Actual | Previous | Revised | |
---|---|---|---|
IPPI - M/M | 0.1% | -0.8% | -0.6% |
IPPI - Y/Y | -1.8% | 1.4% | 1.6% |
Raw Materials Price Index - M/M | -1.7% | -0.4% | -0.3% |
Raw Materials Price Index - Y/Y | -16.5% | -5.2% | -5.0% |
Highlights
Prices increased in 15 of 21 categories on the month. Against the backdrop of price hikes from several North American steel mills in March and early April, primary ferrous metal product prices rose 4.3 percent on the month. Among other notable price gains were motorized and recreational vehicles (0.6 percent), and meat, fish and dairy products (1.1 percent). On the downside, energy and petroleum fell 2.7 percent on the month and 13.4 percent year-over-year. Prices for softwood lumber dropped 8.1 percent amid high interest rates and a weakening housing market both in Canada and the US. Softwood lumber prices plunged 59.4 percent year-over-year.
The raw materials price index (RMPI) decreased a further 1.7 percent in March after declining 0.3 percent in January, for a 12-month drop of 16.5 percent after a 5.0 percent decline the previous month. Four of six categories recorded lower prices, including a 3.3 percent contraction in crude energy, which fell 26.3 percent from a year earlier. The RMPI excluding crude energy products was down 0.6 percent on the month and 8.8 percent year-over-year.
At the retail level, inflation pressures also eased on a year-over-year basis in March, with the CPI rising 4.3 percent, down from 5.2 percent in February, the lowest 12-month rate since August 2021.
These two inflation reports should encourage the Bank of Canada to stay on pause to continue to assess the impact of its previous rate hikes.
Definition
Description
The IPPI and RMPI measure prices at the producer level before they are passed along to consumers. Since these indexes measure prices of consumer goods and capital equipment, a portion of the inflation at the producer level gets passed through to the consumer price index (CPI). By tracking price pressures in the pipeline, investors can anticipate inflationary consequences in coming months.

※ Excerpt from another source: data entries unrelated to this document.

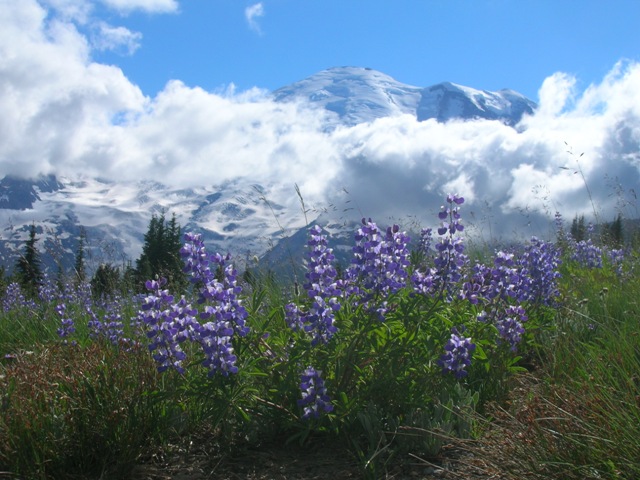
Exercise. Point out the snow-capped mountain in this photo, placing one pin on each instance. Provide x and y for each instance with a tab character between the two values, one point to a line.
241	216
358	95
233	217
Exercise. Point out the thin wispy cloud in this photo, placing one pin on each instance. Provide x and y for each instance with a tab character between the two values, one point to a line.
252	13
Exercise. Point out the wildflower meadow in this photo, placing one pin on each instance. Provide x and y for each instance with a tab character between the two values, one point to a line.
527	354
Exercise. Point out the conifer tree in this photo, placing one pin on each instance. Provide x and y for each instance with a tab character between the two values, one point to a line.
28	266
161	253
79	264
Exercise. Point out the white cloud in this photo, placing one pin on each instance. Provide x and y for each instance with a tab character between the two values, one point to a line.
120	39
65	114
252	13
151	6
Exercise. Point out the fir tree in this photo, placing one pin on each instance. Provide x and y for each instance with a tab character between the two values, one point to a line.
161	253
79	264
28	267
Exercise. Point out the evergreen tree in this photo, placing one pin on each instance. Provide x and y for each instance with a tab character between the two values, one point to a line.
79	264
28	267
161	253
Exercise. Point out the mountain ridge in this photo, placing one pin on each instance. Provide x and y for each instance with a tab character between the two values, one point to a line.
360	94
237	216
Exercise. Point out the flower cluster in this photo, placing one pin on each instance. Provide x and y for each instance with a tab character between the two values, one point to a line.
500	283
223	311
450	259
112	328
166	327
67	327
379	265
510	327
13	297
616	258
457	356
540	262
314	399
322	288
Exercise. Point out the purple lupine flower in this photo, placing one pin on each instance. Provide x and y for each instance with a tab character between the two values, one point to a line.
13	297
322	288
67	326
616	258
450	258
47	290
223	311
510	327
379	265
457	356
540	262
500	283
426	238
166	327
315	400
95	326
587	254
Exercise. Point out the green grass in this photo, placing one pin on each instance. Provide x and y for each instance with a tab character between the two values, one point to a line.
94	409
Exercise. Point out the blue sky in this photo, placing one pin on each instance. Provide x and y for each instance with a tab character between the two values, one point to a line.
140	89
485	44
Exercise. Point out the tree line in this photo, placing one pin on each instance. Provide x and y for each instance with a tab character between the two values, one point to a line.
160	257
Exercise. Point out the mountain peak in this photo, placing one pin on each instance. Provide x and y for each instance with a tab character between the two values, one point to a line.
359	94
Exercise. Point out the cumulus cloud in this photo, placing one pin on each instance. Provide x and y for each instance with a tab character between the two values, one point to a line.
120	39
252	13
66	114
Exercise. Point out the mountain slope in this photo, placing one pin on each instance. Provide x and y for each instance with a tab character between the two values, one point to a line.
358	95
241	216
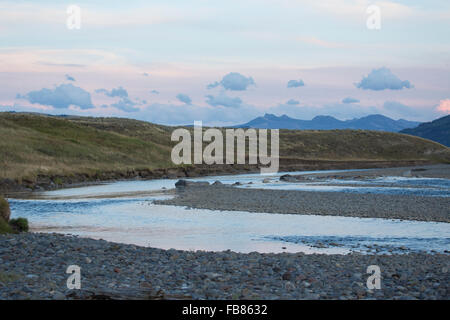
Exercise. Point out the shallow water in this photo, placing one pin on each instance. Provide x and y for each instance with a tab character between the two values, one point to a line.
116	216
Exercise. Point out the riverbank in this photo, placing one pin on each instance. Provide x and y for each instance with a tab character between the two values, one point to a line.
407	207
33	266
45	182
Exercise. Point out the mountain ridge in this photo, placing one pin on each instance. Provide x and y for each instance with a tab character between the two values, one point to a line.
437	130
325	122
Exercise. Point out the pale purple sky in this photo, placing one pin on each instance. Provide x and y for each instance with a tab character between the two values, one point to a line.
226	62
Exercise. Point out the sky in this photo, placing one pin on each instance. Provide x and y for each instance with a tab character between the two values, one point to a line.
226	62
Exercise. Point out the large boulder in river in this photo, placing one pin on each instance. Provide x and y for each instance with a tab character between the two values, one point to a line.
288	178
5	212
186	183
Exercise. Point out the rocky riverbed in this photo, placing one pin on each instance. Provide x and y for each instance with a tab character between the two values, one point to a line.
220	197
33	266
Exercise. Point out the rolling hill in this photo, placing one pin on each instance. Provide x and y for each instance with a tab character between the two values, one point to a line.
437	130
53	150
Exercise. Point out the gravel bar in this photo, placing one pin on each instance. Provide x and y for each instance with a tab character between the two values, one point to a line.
405	207
33	266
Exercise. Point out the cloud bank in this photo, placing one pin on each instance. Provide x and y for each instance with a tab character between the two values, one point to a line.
62	97
382	79
184	98
233	81
349	100
115	92
295	83
223	100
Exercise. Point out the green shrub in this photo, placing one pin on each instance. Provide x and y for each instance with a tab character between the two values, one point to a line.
5	227
4	209
19	224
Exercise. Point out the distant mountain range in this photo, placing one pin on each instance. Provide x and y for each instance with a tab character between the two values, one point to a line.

While the CPI is the price index with the most impact in setting interest rates, the PPI provides significant information earlier in the production process. As a starting point, interest rates have an"inflation premium" and components for risk factors. A lender will want the money paid back from a loan to at least have the same purchasing power as when loaned. The interest rate at a minimum equals the inflation rate to maintain purchasing power and this generally is based on the CPI. Changes in inflation lead to changes in interest rates and, in turn, in equity prices.
The PPI is considered a precursor of both consumer price inflation and profits. If the prices paid to manufacturers increase, businesses are faced with either charging higher prices or they taking a cut in profits. The ability to pass along price increases depends on the strength and competitiveness of the marketplace.